China's Rural-To-Urban Migration

In southwest China, one municipality is trying to usher in a new modern age by encouraging rural residents to move into urban areas. The flood may create one of the most populous cities in the world, but many rural migrants are hesitant to move.

1 minute read

July 29, 2007, 9:00 AM PDT

By Nate Berg


"According to official figures, about 45% of Chongqing's people live in urban areas (nearly half in the would-be-Manhattan of Chongqing proper). But Chongqing's leaders, determined to make their vast municipality an oasis of modernity in China's backward west, say that by 2020 the municipality must be 70% 'urbanised'."

"Statistics like these make China's property developers drool. The municipality's official population is more than 30m, which if it were a single city would make it one of the largest in the world. To achieve the 2020 target, country-dwellers must move into urban areas at a rate of more than 500,000 a year. Large numbers of farmers will also seek their fortunes in other parts of China. Thanks to the lure of the wealthy coast, many have already done so.
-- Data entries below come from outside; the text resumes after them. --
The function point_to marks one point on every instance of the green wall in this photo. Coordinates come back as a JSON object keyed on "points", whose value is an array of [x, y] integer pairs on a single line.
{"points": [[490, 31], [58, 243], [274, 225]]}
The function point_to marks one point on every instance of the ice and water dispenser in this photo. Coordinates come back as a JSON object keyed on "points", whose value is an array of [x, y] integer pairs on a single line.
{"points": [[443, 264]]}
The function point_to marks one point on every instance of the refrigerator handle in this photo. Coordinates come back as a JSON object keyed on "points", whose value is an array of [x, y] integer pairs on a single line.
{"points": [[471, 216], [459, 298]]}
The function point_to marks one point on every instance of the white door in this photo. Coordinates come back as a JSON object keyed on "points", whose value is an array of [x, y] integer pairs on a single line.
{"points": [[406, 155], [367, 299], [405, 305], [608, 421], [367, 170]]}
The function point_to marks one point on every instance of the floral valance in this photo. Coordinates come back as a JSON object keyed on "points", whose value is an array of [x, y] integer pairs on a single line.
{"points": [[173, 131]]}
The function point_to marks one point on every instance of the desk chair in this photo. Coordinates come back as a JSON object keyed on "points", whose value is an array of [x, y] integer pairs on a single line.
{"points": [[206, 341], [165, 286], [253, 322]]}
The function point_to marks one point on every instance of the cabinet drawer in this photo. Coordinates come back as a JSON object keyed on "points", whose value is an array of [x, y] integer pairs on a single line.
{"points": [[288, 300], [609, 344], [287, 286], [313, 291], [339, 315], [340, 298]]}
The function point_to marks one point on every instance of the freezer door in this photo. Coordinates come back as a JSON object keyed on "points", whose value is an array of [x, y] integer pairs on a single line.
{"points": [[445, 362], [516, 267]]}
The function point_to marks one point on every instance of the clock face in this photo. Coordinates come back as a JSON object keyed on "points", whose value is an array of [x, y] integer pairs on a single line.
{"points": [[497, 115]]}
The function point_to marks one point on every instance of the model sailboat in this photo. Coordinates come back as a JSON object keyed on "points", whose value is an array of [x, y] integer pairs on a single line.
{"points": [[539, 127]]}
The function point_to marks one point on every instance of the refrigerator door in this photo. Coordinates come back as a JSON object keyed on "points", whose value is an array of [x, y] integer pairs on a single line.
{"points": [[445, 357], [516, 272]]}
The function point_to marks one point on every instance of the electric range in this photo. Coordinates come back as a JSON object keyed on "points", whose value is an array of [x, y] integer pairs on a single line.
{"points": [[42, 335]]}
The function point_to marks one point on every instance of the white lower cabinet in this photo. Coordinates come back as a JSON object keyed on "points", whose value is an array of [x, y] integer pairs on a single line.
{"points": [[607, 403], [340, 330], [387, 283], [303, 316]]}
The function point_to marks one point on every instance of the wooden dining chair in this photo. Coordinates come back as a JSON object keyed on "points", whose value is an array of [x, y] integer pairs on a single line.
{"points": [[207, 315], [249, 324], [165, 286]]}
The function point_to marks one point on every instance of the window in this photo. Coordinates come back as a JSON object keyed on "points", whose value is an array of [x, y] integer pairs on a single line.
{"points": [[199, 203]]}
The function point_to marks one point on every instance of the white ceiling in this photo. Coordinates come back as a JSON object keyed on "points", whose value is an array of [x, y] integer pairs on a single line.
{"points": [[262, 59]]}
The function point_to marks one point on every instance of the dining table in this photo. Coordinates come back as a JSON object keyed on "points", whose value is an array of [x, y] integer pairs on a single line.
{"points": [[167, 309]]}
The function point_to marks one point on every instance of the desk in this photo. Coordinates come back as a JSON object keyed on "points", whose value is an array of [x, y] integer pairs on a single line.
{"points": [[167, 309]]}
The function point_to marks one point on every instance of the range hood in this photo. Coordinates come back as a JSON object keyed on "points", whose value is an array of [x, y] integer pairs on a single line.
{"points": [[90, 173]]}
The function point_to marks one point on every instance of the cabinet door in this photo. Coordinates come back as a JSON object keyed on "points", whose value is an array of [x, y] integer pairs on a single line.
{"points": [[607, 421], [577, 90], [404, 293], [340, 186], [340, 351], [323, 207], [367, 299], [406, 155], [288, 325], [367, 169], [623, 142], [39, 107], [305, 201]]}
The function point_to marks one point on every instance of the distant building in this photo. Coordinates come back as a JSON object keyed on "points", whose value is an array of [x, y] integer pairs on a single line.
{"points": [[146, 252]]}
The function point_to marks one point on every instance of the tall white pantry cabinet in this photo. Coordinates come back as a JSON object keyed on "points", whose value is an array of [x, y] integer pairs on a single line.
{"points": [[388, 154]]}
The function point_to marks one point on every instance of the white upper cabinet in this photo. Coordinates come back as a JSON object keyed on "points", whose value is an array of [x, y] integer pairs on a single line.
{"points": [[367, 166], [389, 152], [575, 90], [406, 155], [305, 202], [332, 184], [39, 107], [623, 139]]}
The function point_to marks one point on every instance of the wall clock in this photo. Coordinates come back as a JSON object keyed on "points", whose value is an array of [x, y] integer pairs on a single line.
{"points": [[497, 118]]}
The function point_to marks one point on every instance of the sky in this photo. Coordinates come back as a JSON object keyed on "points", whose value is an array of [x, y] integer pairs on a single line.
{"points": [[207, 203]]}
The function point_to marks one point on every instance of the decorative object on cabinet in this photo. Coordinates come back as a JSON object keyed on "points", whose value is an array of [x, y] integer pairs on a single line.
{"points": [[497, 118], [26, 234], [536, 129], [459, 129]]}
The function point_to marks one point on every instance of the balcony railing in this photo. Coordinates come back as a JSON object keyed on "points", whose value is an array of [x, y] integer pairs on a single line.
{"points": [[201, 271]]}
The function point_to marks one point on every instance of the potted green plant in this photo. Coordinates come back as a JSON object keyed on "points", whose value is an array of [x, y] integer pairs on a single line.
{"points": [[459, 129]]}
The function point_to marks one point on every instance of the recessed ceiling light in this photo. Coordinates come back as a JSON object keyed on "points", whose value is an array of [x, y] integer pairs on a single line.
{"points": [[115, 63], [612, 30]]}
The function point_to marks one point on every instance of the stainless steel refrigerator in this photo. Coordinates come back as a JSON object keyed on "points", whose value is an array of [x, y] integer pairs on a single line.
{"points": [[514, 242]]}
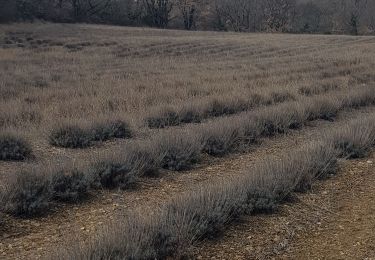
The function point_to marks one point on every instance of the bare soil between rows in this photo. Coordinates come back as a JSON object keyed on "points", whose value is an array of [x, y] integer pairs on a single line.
{"points": [[35, 238]]}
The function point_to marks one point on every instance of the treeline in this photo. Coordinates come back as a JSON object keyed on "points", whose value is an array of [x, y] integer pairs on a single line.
{"points": [[299, 16]]}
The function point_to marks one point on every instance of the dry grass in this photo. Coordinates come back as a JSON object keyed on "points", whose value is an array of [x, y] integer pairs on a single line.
{"points": [[67, 87]]}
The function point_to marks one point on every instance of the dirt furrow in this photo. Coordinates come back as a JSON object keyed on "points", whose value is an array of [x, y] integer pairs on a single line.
{"points": [[336, 220], [34, 238]]}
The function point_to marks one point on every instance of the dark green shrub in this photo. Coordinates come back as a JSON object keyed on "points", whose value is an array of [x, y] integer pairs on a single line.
{"points": [[70, 137], [14, 148]]}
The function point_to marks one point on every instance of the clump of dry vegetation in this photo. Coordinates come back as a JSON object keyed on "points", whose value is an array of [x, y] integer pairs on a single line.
{"points": [[75, 137], [14, 148], [180, 98], [204, 212], [180, 150]]}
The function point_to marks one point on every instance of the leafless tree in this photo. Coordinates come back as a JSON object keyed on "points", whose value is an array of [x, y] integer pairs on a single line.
{"points": [[87, 8], [278, 14], [239, 15]]}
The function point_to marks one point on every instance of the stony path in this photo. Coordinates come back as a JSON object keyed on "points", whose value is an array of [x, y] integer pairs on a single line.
{"points": [[33, 239], [334, 221]]}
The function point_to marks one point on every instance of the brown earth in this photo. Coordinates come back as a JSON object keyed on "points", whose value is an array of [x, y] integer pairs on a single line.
{"points": [[336, 220], [35, 238]]}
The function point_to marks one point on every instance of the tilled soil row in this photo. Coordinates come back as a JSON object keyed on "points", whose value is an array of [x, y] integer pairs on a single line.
{"points": [[34, 238]]}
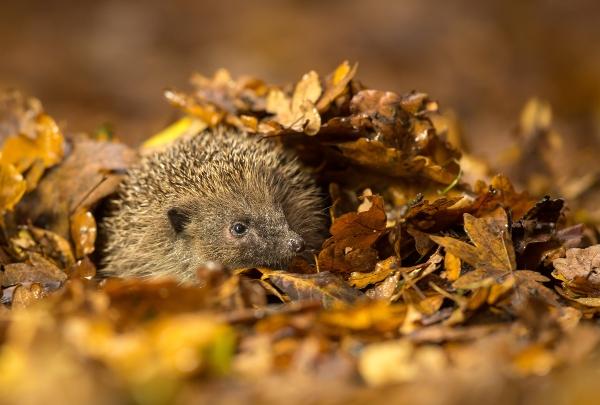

Chongqing's resident population - official population minus migrants to other provinces - fell by 500,000 between 2000 and 2005. But around half of those who migrate to urban areas remain in Chongqing municipality."

"Much of China's migration to the cities is therefore temporary - many city dwellers will one day return to their farms-and some scholars reckon Chongqing's real urbanisation rate is far lower than the official figures suggest."